1 Corinthians
Relevant instruction for the modern church from an ancient church’s example. Come and learn what God intended for His church, the gospel in the believer’s life, and His calling upon us to walk in holiness.
Welcome To Worship
Sermon Preview for Sunday, June 15, 2025
The definition of “building up” as it relates to the church is about each one of us growing up in maturing in Christ NOT simply having more and more people. The problem is that it is far easier to recognize an increase in numbers, then it is to track maturity in Christ. It is also easier to get people in the door than it is to see their life transformed. When the church's focus is to get as big as possible, numerically speaking, then it often abandons some of the essential things that are difficult by nature but necessary for true discipleship and maturity. We worship God with our minds. We grow through thinking deeply about all God has revealed to us about Himself and we grow up from being children when the things of God govern and influence more and more of our daily life. The process looks like this to Paul, when we are children in thinking of the things of God, we are mature in doing evil, but the more mature we are in our thinking being centered around all God has revealed to us the more we are infants in evil. This is so important to understand, growing up in the Word of God is not a process where you move on to new information, or graduate to a new book, it is moving into a deeper application and surrender to the same doctrines. We grow up into maturity when the same truth of God governs more and more of our lives. Stop looking for the new and improved verses in the Scriptures, or new and improved ways to see the Scriptures and start looking for more areas of your life that these Scriptures much rule and reign. This is the process of Biblical maturity and nothing else will do.

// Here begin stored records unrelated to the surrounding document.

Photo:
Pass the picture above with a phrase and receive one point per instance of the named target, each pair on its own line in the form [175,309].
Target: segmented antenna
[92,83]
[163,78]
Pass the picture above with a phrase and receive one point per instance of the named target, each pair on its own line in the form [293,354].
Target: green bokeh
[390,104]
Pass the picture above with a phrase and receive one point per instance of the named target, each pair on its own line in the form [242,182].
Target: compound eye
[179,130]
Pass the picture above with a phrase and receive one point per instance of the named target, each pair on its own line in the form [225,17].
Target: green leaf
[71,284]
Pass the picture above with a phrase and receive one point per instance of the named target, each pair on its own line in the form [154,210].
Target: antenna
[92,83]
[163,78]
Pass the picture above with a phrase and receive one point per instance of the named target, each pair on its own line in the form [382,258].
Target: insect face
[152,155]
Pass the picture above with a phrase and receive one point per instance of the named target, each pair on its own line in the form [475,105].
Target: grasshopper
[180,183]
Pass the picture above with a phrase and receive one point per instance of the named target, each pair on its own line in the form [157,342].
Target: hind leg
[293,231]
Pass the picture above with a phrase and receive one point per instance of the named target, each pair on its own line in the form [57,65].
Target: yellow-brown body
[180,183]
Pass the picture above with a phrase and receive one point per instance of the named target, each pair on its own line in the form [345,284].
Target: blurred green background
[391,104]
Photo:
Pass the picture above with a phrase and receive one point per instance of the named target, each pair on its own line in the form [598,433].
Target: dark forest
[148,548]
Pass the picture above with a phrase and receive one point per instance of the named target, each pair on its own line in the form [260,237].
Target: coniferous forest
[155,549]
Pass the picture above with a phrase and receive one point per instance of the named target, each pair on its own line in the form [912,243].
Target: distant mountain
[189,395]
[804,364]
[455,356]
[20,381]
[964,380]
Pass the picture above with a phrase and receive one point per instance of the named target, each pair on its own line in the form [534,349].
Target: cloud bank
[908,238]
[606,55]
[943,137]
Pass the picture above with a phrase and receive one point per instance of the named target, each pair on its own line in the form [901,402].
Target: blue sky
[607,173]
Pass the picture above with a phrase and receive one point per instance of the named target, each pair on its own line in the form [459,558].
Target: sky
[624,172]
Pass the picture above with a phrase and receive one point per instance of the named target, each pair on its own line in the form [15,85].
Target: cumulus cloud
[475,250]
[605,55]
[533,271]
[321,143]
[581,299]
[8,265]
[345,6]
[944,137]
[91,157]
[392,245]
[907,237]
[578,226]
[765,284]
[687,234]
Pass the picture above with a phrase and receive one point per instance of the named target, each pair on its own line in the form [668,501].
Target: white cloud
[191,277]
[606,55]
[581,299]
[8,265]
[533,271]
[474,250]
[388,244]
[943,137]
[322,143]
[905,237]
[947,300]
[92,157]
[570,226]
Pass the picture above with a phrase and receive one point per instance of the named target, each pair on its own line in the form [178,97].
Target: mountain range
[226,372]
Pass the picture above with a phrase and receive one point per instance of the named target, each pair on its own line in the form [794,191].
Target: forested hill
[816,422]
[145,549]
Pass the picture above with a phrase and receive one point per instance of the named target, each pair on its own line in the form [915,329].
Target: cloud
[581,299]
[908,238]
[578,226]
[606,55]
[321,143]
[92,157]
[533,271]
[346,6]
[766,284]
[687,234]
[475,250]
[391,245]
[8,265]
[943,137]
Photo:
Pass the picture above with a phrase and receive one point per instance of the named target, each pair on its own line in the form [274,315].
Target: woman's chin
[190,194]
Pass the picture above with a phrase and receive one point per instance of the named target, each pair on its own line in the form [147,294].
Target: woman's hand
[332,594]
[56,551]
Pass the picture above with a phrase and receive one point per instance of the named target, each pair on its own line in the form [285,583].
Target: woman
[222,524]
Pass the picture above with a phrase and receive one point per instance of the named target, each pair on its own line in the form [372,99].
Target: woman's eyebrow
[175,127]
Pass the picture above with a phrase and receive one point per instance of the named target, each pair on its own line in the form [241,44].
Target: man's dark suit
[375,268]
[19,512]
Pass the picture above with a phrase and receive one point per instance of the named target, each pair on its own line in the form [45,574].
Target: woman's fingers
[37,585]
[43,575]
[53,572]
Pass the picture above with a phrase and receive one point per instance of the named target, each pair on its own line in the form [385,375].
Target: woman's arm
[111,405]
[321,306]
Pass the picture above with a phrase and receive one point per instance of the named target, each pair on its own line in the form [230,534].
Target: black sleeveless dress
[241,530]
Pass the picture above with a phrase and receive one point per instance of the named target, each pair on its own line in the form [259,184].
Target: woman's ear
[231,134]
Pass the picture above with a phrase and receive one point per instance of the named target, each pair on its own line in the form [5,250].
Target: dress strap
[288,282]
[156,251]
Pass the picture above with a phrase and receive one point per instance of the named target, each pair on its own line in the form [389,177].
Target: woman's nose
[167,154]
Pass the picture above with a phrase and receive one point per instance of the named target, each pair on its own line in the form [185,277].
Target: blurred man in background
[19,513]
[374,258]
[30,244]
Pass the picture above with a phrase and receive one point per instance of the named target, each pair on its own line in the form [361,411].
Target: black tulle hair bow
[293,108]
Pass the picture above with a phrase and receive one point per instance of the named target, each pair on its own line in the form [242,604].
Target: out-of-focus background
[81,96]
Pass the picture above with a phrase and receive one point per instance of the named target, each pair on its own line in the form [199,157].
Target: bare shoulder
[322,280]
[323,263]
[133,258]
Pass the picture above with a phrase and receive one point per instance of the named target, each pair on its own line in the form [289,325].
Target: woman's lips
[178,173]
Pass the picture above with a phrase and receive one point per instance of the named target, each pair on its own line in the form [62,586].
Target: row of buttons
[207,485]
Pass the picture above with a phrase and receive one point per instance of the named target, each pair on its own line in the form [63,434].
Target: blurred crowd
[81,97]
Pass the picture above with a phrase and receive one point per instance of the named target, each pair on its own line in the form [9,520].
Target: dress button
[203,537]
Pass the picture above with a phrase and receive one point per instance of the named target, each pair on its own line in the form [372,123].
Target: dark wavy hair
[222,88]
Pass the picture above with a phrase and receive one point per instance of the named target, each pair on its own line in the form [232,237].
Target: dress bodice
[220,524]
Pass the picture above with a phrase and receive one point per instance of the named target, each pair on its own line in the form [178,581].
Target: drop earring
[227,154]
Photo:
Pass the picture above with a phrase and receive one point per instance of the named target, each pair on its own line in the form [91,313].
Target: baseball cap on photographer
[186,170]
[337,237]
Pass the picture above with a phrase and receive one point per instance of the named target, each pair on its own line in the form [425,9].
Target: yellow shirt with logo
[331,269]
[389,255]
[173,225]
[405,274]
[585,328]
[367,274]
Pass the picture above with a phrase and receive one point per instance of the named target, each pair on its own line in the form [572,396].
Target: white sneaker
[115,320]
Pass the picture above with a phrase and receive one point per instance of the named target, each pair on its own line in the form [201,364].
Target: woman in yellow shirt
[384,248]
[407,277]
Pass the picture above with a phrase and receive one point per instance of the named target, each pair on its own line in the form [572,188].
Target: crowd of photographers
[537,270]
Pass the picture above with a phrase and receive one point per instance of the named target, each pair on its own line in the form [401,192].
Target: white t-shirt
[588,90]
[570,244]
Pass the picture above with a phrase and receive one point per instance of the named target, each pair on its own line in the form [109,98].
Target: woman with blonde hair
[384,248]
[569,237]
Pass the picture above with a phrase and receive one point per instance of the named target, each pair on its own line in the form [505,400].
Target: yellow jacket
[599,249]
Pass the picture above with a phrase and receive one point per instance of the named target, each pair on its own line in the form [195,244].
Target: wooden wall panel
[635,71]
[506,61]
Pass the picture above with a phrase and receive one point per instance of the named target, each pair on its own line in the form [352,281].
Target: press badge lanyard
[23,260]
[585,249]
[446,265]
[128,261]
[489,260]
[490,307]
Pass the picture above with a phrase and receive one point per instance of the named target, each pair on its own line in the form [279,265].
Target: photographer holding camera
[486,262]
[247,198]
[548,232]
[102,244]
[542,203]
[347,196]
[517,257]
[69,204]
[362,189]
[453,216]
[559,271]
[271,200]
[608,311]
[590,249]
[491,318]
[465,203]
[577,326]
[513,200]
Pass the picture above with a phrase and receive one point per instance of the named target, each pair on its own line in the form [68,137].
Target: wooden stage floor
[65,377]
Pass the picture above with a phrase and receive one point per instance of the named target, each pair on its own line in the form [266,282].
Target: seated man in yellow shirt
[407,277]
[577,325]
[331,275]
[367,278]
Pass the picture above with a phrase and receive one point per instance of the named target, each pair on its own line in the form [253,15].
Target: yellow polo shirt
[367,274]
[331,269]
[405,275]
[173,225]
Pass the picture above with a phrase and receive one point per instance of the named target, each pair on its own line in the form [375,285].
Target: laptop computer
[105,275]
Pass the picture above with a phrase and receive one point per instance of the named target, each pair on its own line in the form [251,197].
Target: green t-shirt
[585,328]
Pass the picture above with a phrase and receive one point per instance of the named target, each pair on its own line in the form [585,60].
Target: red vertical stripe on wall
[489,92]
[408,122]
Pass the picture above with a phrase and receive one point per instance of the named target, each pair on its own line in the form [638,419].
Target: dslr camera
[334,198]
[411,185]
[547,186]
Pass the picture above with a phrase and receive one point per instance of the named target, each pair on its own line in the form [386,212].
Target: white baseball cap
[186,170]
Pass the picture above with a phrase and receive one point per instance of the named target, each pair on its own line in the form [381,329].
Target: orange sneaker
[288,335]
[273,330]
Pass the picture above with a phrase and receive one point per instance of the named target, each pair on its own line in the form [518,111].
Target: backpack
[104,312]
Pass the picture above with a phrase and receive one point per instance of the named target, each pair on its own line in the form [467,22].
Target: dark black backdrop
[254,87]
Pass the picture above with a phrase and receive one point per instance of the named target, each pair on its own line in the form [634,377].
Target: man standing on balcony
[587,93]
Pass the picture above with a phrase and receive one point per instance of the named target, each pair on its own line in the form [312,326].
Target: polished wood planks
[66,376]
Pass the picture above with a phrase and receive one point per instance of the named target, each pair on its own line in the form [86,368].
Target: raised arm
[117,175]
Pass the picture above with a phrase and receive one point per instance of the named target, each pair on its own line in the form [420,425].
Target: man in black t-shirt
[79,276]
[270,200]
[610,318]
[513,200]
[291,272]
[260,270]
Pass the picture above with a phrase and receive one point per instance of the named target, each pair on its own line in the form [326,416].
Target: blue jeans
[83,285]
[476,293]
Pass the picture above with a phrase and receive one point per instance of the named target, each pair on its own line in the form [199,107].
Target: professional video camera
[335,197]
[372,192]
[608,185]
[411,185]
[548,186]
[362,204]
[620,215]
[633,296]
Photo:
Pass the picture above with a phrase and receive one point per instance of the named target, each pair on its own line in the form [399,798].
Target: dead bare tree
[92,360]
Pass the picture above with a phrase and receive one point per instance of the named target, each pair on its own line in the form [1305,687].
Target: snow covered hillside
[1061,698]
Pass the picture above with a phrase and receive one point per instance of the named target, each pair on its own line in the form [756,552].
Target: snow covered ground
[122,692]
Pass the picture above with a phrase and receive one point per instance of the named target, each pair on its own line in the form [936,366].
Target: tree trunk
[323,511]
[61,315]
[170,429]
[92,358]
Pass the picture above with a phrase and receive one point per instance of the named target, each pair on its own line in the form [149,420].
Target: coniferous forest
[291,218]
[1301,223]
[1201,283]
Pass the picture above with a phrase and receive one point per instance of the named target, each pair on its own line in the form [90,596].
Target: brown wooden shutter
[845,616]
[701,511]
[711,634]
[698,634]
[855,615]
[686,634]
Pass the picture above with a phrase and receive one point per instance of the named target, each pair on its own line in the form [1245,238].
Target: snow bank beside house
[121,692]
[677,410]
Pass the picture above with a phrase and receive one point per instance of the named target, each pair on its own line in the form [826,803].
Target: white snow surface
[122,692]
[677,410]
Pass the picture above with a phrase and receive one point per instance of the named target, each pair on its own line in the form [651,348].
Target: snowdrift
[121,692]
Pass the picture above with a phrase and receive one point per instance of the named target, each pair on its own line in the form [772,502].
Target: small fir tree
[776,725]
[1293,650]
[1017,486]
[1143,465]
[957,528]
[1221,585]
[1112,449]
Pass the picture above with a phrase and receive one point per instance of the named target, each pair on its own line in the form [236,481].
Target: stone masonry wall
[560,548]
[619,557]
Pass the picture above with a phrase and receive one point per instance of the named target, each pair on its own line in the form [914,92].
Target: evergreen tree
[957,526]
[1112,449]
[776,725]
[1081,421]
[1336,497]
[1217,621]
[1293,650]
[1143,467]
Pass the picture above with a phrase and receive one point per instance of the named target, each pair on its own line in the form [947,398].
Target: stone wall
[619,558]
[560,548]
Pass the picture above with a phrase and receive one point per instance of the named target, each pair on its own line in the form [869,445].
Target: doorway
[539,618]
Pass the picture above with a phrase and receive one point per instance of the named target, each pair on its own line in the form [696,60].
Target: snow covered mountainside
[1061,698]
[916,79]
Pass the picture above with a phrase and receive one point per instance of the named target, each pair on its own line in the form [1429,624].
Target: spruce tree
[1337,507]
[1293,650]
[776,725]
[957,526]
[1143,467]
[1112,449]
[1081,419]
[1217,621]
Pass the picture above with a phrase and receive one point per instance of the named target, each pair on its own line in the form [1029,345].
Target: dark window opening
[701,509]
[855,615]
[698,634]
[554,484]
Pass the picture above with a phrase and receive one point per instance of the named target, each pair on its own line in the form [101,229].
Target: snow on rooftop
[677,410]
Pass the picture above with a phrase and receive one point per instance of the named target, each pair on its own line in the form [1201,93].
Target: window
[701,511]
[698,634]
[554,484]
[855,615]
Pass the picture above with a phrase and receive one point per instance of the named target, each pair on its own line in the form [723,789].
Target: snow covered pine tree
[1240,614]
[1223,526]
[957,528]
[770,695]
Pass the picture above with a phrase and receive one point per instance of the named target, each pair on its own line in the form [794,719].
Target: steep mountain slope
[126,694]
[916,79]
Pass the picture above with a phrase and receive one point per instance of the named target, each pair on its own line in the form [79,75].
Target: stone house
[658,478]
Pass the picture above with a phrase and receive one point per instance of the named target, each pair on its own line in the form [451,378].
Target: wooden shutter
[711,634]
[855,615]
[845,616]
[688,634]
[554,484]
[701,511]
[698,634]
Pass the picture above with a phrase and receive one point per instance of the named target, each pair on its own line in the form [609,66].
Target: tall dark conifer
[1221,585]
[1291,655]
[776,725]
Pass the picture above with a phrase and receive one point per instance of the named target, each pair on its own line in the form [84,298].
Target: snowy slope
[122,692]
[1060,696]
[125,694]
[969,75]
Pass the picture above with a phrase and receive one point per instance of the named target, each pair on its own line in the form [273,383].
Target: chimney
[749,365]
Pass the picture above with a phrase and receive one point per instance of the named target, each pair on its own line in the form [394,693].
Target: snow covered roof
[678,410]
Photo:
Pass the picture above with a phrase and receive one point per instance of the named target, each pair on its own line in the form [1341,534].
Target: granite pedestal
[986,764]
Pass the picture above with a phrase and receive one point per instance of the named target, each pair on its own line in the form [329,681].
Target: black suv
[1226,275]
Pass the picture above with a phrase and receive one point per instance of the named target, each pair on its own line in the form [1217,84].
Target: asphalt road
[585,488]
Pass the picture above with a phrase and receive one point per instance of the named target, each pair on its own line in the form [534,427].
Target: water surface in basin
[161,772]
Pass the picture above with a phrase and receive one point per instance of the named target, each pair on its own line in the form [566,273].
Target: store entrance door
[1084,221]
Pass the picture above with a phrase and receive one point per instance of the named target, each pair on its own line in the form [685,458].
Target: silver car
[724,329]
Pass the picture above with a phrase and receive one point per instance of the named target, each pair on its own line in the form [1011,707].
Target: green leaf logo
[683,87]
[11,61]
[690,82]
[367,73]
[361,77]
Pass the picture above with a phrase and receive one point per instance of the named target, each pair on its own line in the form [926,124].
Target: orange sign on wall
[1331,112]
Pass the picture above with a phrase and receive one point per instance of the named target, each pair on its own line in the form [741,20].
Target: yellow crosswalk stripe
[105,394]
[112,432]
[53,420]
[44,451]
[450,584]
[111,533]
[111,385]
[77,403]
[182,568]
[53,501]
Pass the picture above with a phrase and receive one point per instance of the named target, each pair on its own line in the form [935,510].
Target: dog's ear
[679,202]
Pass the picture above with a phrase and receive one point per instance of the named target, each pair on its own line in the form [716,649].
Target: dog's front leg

Sermon Preview for Sunday, June 8, 2025
This is not a technical discussion on the definition of “prophecy” and “tongues” meant to determine which one is better. This is not even a discussion primarily about the specific roles both of these have in today’s worship service. The main point here is not about our denominational differences regarding spiritual gifts at all. No, all of this pales in comparison to the greater point which is that there is power and authority in the completed Word of God, and this power comes forth when it is preached and spoken both within the gathering of believers who are in need of encouragement to keep following it, and to the lost world outside the church who are in desperate need of repentance from sin and an unhindered vulnerability before Almighty God. Brothers and sisters let us not be complacent and confused into thinking that merely speaking the Word of God is enough. The church is not built up by words alone. We are a people who feed on “every word that comes out of the mouth of God” but we are fed to be nourished and energized in order to be used by God to be examples of that very same Word to the world around us. As the example prayer Jesus gives us says, “Give us this day our daily bread”, “forgive us our sins as we forgive those who trespass against us”. What it means to be an excellent bugle is to speak the Truth and nothing else. Speak it at all times and in all seasons of life. But also, to commit to living it out in such a way that when it is spoken it is merely explaining what others have already seen in one’s life. Nothing else matters in our lives more than this. Let us gain what we need for nourishment from the Word of God today, and let us commit to use that nourishment for no other purposes rather than to live it Word of God out with boldness in our lost and dying world.